2. High-income low-energy countries don’t exist.
The lack of obvious outliers says a lot. The empty red circle in the lower right explains that no country has ever become rich without also consuming a lot of electricity. The lowest energy high-income country (although just barely at $15,692) is Romania at 2,845 kWh per person.
3. The reverse high-energy low-income countries also don’t exist.
We could have also drawn an empty circle in the upper left. This would show that no poor country has ever generated a lot of electricity and stayed poor. Not a single low-income country crosses 500 kWh per person.
4. The correlation would be even tighter if we adjusted for energy-intensive trade.
Electricity is necessary for higher incomes because people need power at their jobs. This is true in the digital age today more than ever. Yet some export industries use a lot of electrons but don’t create many local jobs or have much local value addition. They just use local electricity for processing and then export the output.

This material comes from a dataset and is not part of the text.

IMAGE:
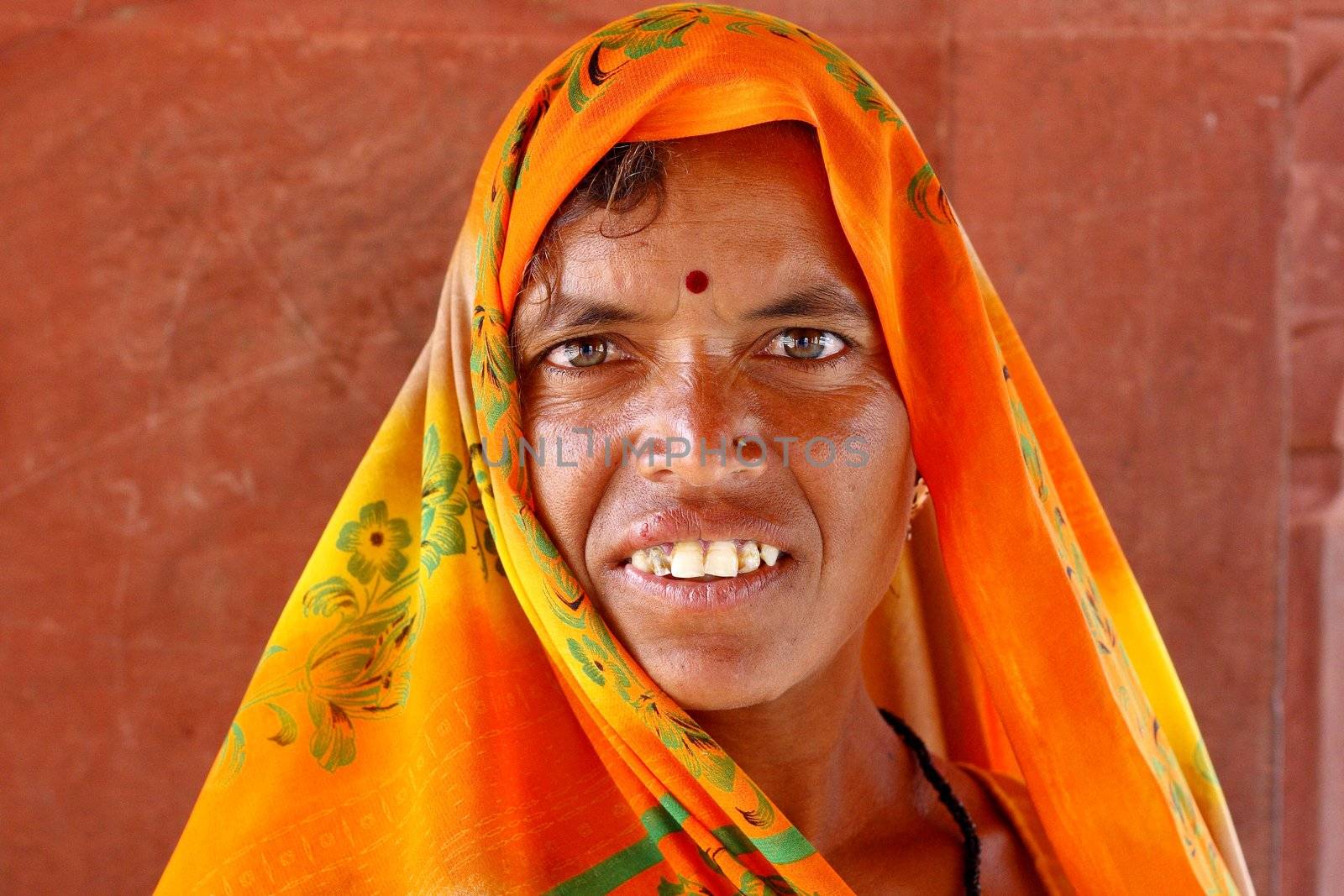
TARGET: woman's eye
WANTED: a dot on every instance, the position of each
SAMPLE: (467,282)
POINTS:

The new data in the graphic is adjusted for cross-border trade of electricity, but not for energy-intensive exports — which are, when you think about it, just exporting electricity in another form.
Why does this matter to the graphic? Because a lot of local use is not really local use. The marginal outliers (in the sense they are well above the trendline) of Mozambique (490 kWh, $558) and Tajikistan (1,880 kWh, $1076) help illustrate this point. Both rely on hydropower to run aluminum smelters for export, which means (non-smelting) domestic consumption is lower than the data suggest.
Same story for Iceland (53,285 kWh, $75,135) way up at the top of the graphic. If you’ve been there (if not, you must!), it’s not like Icelanders are wasteful energy burners or living crazy lifestyles. They have super high electricity usage because they are an industrial processing hub and run data centers for consumers in other countries.
All this goes to say that I am confident that if we adjusted the data further for energy-intensive trade, the correlation between local electricity use and income would get even tighter.
5. Most of all, we need more electrons.
As we aim for everyone on the planet to move to the right of the graphic (get richer, please), we can see they need to also move higher (use more electricity). This is unavoidable. We should not pretend we can end poverty and help everyone get a decent-paying job without orders of magnitude more power generation, especially in the less-wealthy regions of the world.
The high-income country average is nearly 10,000 kWh per person while the low-income average is 125 kWh.
Yep. We need more electrons.
Nice graphic here Todd. Energy and income are intertwined because what we call “material wealth” is really just complex arrangements of atoms informed by knowledge.
But we need energy to be able to manipulate atoms in beneficial ways. There is no way around it, except for using energy more efficiently, which we also do.
For comparison; what was the previous r-squared for the earlier version of this plot.
Lovely visual storytelling in a single image by the way.